7.2 Opportunities at Current Valuation
Reasonable valuation with execution upside
Not deep value because FY26 cash flow was weak and management has not given FY27 margin guidance.
The rerating trigger is simple: deliver 25% growth + hold 12.5–13% EBITDA margin + turn CFO positive.
Valuation is not demanding for 20–25% growth
Export scale-up can change the margin profile
Exports are still only ~13% of revenue, so there is room to scale.
Sanand is a key advantage because it is India’s only PEB manufacturing unit with both AISC and CWB certifications, supporting US and Canada access.
If North America scales from ~13% revenue share toward 18–20%, MBEL can get both revenue growth and better realization. That can support EBITDA margin recovery, provided freight / FX / tariffs don’t offset the benefit.
8.3 Risks at Current Valuation
The market is probably discounting three risks:
Margins are not guided for FY27.
Management refused margin guidance because of steel-price inflation, freight volatility, FX and geopolitical uncertainty.FY26 cash conversion was weak.
PAT was healthy, but operating cash flow was negative due to working-capital absorption. So valuation should not be judged only on P/E.FY27 capex is high.

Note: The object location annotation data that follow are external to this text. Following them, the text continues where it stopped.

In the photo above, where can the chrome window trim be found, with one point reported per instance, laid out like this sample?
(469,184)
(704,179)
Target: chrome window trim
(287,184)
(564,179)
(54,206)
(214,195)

Management guided for around ₹100 Cr capex in FY27, including Sanand expansion, part Cheyyar expansion and regular capex.
US order closures have slowed
US order closures have become “longish” due to inflationary pressure. They are trying to balance margin improvement and order-book creation.
If US orders take longer to convert, FY27 export revenue may disappoint. That would reduce the margin-upside narrative.
Return ratios may normalize lower
With ₹100 Cr capex in FY27, ROCE may remain under pressure unless revenue ramps quickly and margins stabilize.
The stock is cheap only if FY27 earnings scale. If PAT stays near ₹90–100 Cr, current valuation becomes ordinary, not cheap.
Risk is moderate, not high — but very margin-sensitive.